Connections Between the Delta Method, OLS and CUPED, Illustrated

In the past decade, there have been many advancements to enable A/B testing at (sometimes even small!) scale. Thankfully, many A/B testing practitioners have come forward and written books and papers on the finer details. Even with the deluge blog posts on the subject– there’s one topic that does not get a lot of attention, and specifically a lot of code related to it: the connection between OLS, the delta method, and how those techniques connect to CUPED. Understanding their connection is critical when trying to apply more advanced techniques like CUPED (said “Cupid”) with session level metrics.

In this post, we will empirically demonstrate the folllowing things:

The variance from the delta method equals the OLS variance with cluster robust standard errors.
The CUPED variance reduction can be achieved (and is equivalent to) using OLS (both one and two steps!)
How to use the CUPED approach with multiple covariates via OLS.
How to use CUPED when the randomization unit does not equal the unit of analysis (i.e., Appendix B of Deng et. al.) Implicitly, this post assumes you know that standard OLS is equivalent to a \(t\)-test when properly setup. If you are not sure of this, convince yourself of this by considering regressing \(Y\sim d\) where \(d\) is a binary indicator of being in the treatment and \(Y\) is our variable of interest.

Motivation

A basic \(t\) test assumes analysis unit (usually users) equals your randomization unit (also users, as treatments are sticky per users in most cases). The problem is many of our units have mismatched units. A common unit is the click through rate (CTR), commonly defined as

\[\begin{equation}\frac{clicks}{sessions},\end{equation}\]

where sessions can be thought of as page views for this discussion. Right here, we have a mismatch in units as these are both at the session level and not the user level. We can fix this by writing each as a “per user” metric, by dividing top and bottom by the number of users:

\[\begin{equation}\frac{clicks}{sessions} = \frac{\frac{clicks}{N}}{\frac{sessions}{N}}=\frac{clicks\ per\ user}{sessions\ per\ user}.\end{equation}\]

Simple enough– now our numerator and denominator have the same units, but now when we try to calculate the variance of this term, using np.var will underestimate the variance. This underestimate leads to a higher false positive rate. In fact, if you perform simulated A/A tests, the p-values will not be uniformly distributed but instead have a slight bump on the left hand side of your plot, near 0.

To avoid this and to regain a flat p-value distribution, the guidance in the A/B testing community is to use the delta method. The delta method uses a Taylor expansion (more or less) to find an approximation to the variance which is “close enough” when the number of users \(N\) becomes large. I’ll spare you the formula, but it’s in the paper linked.

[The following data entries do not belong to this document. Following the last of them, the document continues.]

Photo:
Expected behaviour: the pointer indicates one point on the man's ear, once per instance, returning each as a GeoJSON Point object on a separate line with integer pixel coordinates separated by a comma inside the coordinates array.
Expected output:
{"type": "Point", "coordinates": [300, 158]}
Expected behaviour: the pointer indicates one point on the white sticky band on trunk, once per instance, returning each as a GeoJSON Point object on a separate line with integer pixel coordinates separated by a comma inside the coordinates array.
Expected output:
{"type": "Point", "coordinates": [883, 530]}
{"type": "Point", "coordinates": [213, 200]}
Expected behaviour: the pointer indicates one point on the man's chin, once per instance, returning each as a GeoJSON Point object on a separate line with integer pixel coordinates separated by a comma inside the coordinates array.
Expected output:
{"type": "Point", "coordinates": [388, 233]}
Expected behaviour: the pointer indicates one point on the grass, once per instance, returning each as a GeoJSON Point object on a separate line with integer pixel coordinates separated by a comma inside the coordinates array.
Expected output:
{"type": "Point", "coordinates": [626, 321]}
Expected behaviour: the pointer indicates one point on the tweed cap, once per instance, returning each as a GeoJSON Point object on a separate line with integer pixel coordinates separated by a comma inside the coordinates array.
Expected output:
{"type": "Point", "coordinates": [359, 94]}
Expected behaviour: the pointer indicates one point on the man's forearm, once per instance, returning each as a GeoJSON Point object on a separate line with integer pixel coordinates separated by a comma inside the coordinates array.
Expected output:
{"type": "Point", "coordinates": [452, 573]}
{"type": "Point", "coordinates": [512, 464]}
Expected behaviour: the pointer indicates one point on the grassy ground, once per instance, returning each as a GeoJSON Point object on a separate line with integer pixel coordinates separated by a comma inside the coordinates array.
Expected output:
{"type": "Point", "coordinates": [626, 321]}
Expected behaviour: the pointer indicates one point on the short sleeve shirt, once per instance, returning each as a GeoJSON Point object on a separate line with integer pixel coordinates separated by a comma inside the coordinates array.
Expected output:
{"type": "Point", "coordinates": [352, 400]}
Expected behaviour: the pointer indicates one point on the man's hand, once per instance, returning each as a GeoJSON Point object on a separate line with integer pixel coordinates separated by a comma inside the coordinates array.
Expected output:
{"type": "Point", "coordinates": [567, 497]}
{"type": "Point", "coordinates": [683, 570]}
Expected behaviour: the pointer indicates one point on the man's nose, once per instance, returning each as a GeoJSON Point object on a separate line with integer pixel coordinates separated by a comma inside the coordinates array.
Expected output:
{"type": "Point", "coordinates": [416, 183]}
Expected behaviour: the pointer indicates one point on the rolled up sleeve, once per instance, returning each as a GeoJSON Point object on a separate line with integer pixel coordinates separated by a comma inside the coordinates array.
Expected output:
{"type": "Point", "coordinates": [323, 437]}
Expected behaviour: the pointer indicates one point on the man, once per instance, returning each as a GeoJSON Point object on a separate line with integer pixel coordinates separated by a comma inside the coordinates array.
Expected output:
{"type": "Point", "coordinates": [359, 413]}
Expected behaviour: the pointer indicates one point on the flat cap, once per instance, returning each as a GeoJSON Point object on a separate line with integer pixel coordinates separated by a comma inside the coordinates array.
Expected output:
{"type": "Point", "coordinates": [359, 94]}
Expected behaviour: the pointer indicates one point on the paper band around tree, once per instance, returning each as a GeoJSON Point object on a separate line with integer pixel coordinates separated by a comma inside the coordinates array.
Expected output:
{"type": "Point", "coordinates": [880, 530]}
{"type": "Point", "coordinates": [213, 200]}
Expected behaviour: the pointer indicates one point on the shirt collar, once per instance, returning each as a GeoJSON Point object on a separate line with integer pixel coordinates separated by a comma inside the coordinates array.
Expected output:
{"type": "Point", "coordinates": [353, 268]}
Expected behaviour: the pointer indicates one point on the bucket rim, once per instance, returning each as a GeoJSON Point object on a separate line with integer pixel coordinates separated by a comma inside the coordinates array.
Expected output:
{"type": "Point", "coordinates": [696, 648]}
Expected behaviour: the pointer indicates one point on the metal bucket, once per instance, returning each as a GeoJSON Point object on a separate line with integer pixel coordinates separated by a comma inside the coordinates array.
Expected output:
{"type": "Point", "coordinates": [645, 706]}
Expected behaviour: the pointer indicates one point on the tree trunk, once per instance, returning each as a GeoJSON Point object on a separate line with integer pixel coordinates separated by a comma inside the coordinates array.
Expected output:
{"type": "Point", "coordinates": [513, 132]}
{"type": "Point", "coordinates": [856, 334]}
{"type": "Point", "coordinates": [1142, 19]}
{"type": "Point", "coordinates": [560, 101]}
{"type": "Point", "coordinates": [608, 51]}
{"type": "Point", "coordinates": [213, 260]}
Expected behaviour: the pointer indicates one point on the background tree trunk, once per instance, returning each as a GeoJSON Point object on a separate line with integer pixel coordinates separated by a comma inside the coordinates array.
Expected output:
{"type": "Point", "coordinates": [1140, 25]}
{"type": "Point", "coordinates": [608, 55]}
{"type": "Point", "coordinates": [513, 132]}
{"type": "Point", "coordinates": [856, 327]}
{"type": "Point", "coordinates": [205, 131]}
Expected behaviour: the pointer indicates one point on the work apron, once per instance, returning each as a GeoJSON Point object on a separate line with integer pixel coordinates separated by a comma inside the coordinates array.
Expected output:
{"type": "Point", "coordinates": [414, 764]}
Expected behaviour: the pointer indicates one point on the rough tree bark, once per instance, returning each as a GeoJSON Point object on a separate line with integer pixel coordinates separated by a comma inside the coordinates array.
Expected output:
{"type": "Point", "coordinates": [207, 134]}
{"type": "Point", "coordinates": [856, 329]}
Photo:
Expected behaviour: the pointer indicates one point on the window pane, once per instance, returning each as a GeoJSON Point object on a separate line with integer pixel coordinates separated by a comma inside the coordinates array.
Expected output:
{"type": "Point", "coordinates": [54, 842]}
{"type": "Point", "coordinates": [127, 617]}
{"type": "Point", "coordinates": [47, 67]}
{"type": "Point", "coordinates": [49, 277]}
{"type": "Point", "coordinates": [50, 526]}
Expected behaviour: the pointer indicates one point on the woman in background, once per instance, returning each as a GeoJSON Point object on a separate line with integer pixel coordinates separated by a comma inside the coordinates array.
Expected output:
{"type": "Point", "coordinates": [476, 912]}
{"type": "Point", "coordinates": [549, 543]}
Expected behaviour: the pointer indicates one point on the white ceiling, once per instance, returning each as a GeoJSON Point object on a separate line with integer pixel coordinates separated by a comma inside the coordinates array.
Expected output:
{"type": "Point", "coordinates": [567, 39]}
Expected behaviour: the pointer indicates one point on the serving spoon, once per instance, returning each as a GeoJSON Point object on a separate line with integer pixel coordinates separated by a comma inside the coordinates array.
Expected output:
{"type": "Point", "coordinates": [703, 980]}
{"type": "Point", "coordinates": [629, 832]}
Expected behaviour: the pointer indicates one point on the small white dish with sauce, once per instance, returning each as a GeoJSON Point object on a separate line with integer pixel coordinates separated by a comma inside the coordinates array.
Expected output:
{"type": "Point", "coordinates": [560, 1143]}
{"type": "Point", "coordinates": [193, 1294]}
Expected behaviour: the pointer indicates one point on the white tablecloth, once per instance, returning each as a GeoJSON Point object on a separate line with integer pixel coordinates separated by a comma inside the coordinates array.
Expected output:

However, if you come from a stats background, you may be thinking that you should be able to just use Ordinary Least Squares (OLS) with clustered standard errors. For awhile, there was no official document linking these two techniques, the delta method from A/B testing and OLS with cluster robust standard errors (implemented via the sandwich estimator in the statsmodels package). Until Deng et al., published a proof they are equivalent. But, interestingly the idea of clustered standard errors were well understood in economics and other fields, but had not been connected to the A/B testing literature until 2021.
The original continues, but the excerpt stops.